Artykuł identyfikujący fenotypy twarzy zaburzeń genetycznych przy użyciu głębokiego uczenia zapewnia niezawodność DeepGestalt w diagnozowaniu zaburzeń genetycznych poprzez zautomatyzowaną analizę twarzy. Binarny model gestalt odróżnia określone zaburzenie od zestawu innych zaburzeń. W przypadku zespołu Cornelii de Lange, DeepGestalt osiąga 96,88% dokładności, 95,67% czułości i 100% specyficzności. W przypadku zespołu Angelmana DeepGestalt osiąga 92% dokładności, 80% czułości i 100% specyficzności. W porównaniu z poprzednim pokrewnym badaniem, oba mają bardziej precyzyjną zdolność diagnozowania. Wyspecjalizowany model gestalt służy do klasyfikowania różnych genotypów tego samego zespołu. Zespół Noonana z mutacją genu w PTPN11, SOS1, RAF1, RIT1 lub KRAS to model używany do testowania działania DeepGestalt. W tym badaniu DeepGestalt jest wersją okrojoną i przewiduje tylko pięć pożądanych klas. Rezultatem jest najwyższa dokładność wynosząca 64%, która przewyższa losową szansę wynoszącą 20%, umożliwiając genetykom badanie korelacji fenotyp-genotyp. Wieloklasowy model gestalt polega na tym, że DeepGestalt przeprowadza analizę gestalt twarzy na dużą skalę. DeepGestalt ma 90,6% dokładności w pierwszej dziesiątce w zestawie testów klinicznych i 89,4% w zestawie testów publikacji. Dokładność top-5 i top-1 dla zestawu testów klinicznych wynosi odpowiednio 85,4% i 61,3%, a dla zestawu testów publikacji odpowiednio 83,2% i 68,7%. Dlatego klinicyści mogą lepiej ustalać priorytety i diagnozować zaburzenia genetyczne za pomocą zautomatyzowanej struktury analizy twarzy. Potencjalnie DeepGestalt wnosi znaczną wartość do oceny fenotypu twarzy zaburzenia genetycznego w genetyce klinicznej, badaniach molekularnych i badaniach.

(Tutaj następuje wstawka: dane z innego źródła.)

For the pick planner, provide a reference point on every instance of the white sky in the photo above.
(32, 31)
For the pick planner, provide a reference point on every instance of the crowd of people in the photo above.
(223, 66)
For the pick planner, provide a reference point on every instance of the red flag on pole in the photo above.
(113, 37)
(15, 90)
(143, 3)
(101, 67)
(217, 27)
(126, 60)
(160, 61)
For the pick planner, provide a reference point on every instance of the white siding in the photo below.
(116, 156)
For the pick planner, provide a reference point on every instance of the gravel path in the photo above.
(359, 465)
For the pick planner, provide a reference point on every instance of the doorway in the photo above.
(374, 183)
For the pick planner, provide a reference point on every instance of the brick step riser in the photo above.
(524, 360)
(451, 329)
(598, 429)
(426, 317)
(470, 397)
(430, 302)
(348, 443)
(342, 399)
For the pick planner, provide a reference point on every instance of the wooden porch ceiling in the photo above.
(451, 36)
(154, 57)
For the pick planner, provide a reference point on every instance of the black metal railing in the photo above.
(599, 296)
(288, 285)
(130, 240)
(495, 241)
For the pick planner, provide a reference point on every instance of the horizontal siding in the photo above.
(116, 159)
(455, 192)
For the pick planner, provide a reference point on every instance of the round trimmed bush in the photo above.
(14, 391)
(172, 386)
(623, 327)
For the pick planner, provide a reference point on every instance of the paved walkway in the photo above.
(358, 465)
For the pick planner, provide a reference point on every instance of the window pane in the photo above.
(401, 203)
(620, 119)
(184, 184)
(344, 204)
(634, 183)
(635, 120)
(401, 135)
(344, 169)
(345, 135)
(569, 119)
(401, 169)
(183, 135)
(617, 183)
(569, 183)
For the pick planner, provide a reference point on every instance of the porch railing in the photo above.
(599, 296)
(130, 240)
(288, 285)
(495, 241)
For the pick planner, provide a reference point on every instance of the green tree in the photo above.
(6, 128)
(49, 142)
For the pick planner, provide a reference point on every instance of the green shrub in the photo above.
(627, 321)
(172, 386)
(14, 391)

W 2022 roku, na podstawie wcześniejszej pracy, Hsieh et al. zaproponował GestaltMatcher6, który wykorzystywał DCNN przeszkolone na zdjęciach pacjentów jako koder do konwersji zdjęć twarzy na wektory cech w celu utworzenia klinicznej przestrzeni fenotypów twarzy (CFPS). Następnie określili ilościowo podobieństwo między pacjentami na podstawie cosinusowej odległości dwóch wektorów w CFPS. Dzięki takiemu podejściu badacze mogą wesprzeć ultrarzadkie zespoły, w których brakuje obrazów do przeszkolenia, i przesunąć obsługiwane zespoły na wyższy poziom (od 299 do 1115 zespołów). GestaltMatcher może również identyfikować nowe zaburzenia. Ponadto wpisuje się w toczącą się od dawna dyskusję na temat rozróżnialności w nozologii chorób genetycznych. Obecnie analizowanych jest 11 nowych genów chorobowych, a cztery z nich zostały przesłane do recenzowanego czasopisma.